For sure, the lack of transparency in China policy is not helpful. But we know the PRC is building 360 new silo-based ICBMs (which Hirsch recognizes), and now are developing a new mobile ICBM. And over and over again, Xi tells his politburo and his colleagues that China will be the world’s economic and military hegemon no later than 2049, 100 years after the PRC’s founding. Its Navy is now the world’s largest. According to HASC Chairman Rogers, the Chinese air force will soon be the world’s largest, while the USAF is now the smallest and oldest in history.
The US financed China’s huge economic growth since 1970 and under th
e assumption the Chinese government would moderate its authoritarian and dictatorial policies.
The US got that spectacularly wrong.
The PRC had their own World Bank coterie of experts that planned the de-industrialization of the USA.
The National Security Agency (NSA) head told the NDUF in 2009 that China was stealing $600 billion in intellectual property annually just from USA industry.
The PRC bribes US academic big shots with $50,000 a month cash to steal research paid for by the USA government and industry. [Must be the CCP version of peaceful coexistence!]
And murders prisoners to “harvest” and sell their organs worldwide for profit.
Hirsch may think these actions of China are just as a competitor with the United States—much as Burger King is a rival to McDonalds. And he may believe the can manage the “competition” with China without war or military hostilities.
But this depends upon whether China sees military hostilities as necessary to achieve their goals. After all, the Chinese leadership under Mao killed 65 million of their own people to seek and then keep power. And Xi Jinping has full embraced the Mao legacy. How many Chinese people is he willing to risk to achieve his objective of the world’s hegemon? After all, Mao when informed a nuclear war with China would kill hundreds of millions of Chinese, he shrugged and said that was no problem as Chinese women would “make that up” in a couple of generations.
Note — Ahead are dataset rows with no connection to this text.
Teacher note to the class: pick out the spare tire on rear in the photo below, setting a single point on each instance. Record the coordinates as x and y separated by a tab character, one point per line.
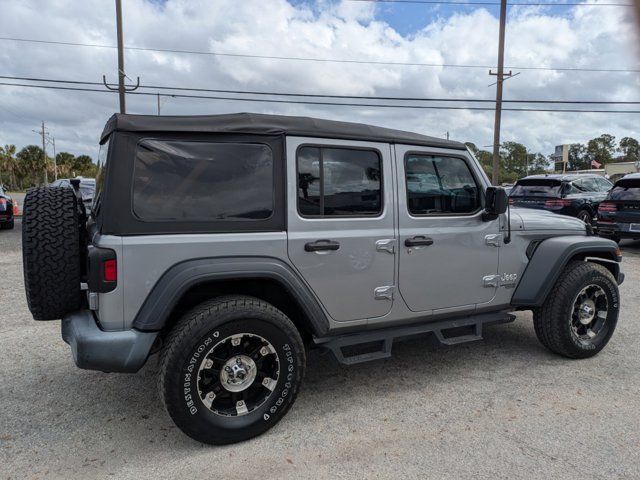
51	252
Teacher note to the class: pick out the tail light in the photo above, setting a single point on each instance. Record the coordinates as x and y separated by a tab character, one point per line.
556	203
110	270
607	207
102	269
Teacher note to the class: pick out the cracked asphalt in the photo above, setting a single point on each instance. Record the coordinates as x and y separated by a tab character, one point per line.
503	407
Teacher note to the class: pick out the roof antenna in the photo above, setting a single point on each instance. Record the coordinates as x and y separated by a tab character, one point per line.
507	239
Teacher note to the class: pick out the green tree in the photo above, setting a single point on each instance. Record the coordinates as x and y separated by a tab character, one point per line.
577	157
30	166
601	149
537	164
83	166
515	159
65	163
8	166
630	149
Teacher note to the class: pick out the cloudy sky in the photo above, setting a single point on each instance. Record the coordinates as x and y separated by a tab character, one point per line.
598	37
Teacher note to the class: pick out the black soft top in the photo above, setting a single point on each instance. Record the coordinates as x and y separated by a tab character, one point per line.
260	124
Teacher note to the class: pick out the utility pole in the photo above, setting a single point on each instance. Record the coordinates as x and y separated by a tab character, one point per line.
44	153
122	89
121	74
500	79
55	160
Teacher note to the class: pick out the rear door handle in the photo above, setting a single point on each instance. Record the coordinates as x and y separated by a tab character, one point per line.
418	241
321	245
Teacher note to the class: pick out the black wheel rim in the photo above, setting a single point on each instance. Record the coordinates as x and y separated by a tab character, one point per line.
238	374
589	313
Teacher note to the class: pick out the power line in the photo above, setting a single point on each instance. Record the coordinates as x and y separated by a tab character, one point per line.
316	95
341	104
526	4
325	60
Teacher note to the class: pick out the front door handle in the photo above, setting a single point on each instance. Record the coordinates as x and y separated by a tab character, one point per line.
418	241
321	245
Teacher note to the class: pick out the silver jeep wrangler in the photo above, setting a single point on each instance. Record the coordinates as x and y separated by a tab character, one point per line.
230	244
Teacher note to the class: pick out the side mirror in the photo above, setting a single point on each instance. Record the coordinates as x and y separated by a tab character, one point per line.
496	202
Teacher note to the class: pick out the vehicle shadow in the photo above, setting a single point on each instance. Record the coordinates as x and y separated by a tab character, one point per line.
128	407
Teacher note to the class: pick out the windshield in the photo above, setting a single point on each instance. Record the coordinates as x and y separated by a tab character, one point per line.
536	188
626	190
102	169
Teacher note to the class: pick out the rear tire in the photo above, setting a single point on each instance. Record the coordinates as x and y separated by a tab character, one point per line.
580	314
243	336
51	252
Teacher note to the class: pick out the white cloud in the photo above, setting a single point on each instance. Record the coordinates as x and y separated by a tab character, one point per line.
584	36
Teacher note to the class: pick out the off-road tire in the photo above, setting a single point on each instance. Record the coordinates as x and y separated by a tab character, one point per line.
189	345
51	252
552	321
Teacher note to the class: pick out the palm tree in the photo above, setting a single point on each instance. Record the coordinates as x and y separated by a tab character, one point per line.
8	164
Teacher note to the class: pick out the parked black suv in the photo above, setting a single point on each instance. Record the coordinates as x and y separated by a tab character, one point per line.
576	195
619	214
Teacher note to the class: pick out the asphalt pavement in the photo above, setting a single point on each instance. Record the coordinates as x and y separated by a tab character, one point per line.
503	407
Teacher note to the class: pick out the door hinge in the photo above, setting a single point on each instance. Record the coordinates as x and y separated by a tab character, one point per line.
384	293
386	245
491	281
493	239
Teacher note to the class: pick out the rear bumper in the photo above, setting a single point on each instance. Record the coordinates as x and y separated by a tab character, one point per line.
614	230
94	349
David Sanger of the New York Times whose new book on China, Russia and the United States (a book Hirsch strangely embraces) correctly notes that when Russia invaded Ukraine in 2014 the US did not even apply sanctions until a year after the invasion. And provided only blankets in lieu of military assistance. And he further explains that despite the invasion, Chancellor Merkel of Germany embraced the Russian gas supplies through the Nordstrom pipeline. In an April 24th interview, Sanger wonders whether Putin would not have reasonably concluded Ukraine was available for the taking. Just as Xi Jinping might conclude the same with respect to Taiwan.